Toward post-quantum cryptography

Although the threat from quantum computing is still emerging, organizations handling sensitive data must begin planning long-term cryptography strategies. Classical cryptography could become obsolete against future quantum attacks, so implementing post-quantum mechanisms (or at least preparing the transition) is a forward-looking approach to protect the most critical assets.

How Cosmikal strengthens enterprise defense

Isolation and control philosophy

At Cosmikal, our architecture is designed to minimize exposure to the maximum: no critical asset is directly accessible. We use hardened remote desktops, VDI, and connection brokers acting as an intermediate layer between the user and sensitive resources. This ensures that, whether the user connects from an insecure network or a non-corporate device, all contact occurs within a controlled and isolated environment.

Privileged management and credential security

Privilege management is one of the most vulnerable areas in any company. With Endurance, access is centrally managed, privileges are minimized, and credentials are stored and injected from an encrypted vault under strict policies. Every privileged session is fully logged, generating immutable evidence auditable for compliance with regulations like NIS2, ISO 27001, or ENS.

Full visibility and real-time auditing

Every action within a session (“what the user does while working on a critical asset”) is monitored, recorded, and audited. This traceability is not only key for internal security but also turns the platform into a powerful tool for reporting and regulatory compliance.

Conclusion

By 2025, it has become clear that enterprise cybersecurity is not just a technical issue but a strategic imperative. Threats evolve with AI, attack surfaces grow, and traditional perimeter-based models are no longer effective. To protect effectively, organizations must rethink their architecture from the access layer: isolate, control, automate.

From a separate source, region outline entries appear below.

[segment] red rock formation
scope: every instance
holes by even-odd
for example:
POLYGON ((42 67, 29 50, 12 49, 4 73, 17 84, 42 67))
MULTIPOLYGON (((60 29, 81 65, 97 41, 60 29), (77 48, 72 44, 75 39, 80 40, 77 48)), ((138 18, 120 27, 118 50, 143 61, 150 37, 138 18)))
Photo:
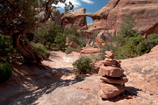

Cosmikal offers solutions that implement this vision in a coherent and advanced way: total asset isolation, privilege management, precise auditing, and automation. It is not just defensive: it is a resilience architecture designed for the present and prepared for the future.

With this approach, companies not only respond to threats but anticipate and neutralize risks before they materialize, building real and sustainable cyber resilience.